This International Women’s Day, we speak for action to end violence against women. Violence against women is a grievous problem in society. The recent events in India highlighted the pervasive nature of violence against women in all societies. In most discussions of violence against women, however, a core type of violence is frequently ignored or left out.
According to the World Health Organisation, 21.6 million women experience an unsafe abortion worldwide each year; 18.5 million of these occur in developing countries. Moreover, 47,000 women die of complications from unsafe abortion each year. Deaths due to unsafe abortion remain close to 13% of all maternal deaths. (WHO, 2011)
The evidence is clear: lack of safe legal abortion kills women, and when it does not, it can disable and damage. A further five million women are temporarily or permanently disabled by unsafe abortion every year (Shah and Aman, 2009).
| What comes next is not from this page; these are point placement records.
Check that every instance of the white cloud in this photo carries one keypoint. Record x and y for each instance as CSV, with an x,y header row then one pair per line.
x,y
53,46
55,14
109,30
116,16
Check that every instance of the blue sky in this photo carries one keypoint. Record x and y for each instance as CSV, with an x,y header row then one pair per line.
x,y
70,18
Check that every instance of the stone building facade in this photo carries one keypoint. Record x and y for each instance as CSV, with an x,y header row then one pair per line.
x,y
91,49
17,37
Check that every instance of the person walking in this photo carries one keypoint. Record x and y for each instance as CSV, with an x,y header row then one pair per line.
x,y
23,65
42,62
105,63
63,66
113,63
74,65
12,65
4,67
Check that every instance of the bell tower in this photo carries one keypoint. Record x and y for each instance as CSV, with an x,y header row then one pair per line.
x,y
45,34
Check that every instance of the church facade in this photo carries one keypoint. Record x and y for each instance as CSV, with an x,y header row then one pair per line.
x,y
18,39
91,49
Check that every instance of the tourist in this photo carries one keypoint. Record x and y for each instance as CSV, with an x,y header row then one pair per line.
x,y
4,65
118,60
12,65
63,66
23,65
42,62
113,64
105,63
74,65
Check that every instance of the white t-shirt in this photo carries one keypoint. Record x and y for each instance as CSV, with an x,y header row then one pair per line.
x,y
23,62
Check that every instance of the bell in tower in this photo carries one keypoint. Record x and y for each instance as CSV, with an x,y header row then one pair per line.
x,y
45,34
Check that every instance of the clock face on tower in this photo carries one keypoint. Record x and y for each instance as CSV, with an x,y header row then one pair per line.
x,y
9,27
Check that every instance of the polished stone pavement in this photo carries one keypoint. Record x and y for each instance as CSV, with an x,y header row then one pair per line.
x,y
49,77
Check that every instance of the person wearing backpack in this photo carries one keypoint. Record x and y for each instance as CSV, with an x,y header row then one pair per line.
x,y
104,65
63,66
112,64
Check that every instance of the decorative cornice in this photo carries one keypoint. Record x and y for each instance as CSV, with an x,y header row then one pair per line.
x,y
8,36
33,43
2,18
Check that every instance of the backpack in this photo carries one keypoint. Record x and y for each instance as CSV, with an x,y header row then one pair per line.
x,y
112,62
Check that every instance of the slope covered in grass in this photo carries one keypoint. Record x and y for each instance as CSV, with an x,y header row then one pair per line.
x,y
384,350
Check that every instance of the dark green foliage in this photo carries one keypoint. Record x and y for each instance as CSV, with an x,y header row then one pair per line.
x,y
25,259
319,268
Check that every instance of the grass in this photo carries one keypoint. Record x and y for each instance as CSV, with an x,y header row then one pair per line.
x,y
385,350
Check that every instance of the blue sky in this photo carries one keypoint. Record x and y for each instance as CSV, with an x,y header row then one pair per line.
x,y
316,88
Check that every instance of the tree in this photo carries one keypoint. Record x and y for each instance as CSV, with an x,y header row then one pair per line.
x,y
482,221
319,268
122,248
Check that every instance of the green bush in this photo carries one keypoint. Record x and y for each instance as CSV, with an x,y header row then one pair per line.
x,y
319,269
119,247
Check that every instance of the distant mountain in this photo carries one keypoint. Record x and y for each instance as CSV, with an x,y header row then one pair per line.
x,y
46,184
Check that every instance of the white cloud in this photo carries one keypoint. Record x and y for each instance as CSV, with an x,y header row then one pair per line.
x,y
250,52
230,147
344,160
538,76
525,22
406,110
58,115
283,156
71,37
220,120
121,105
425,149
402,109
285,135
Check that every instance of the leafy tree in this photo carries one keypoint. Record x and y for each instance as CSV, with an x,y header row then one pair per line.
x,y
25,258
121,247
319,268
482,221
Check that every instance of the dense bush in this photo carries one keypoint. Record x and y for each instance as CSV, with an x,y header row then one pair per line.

What should be a fast, safe and effective medical procedure is instead, for millions of women, a tragedy. As it has such damaging consequences to women (and only women), it is impossible to deny that unsafe abortion and lack of access to safe legal abortion is a form of violence against women.
As a result, any commitment to action for ending violence against women must include the removal of barriers to safe legal abortion. Despite this, at the 57th session of the Commission on the Status of Women, many countries are arguing for the removal of the mention of reproductive rights from the text of the outcome document. This amounts to actively permitting this violence to continue unabated.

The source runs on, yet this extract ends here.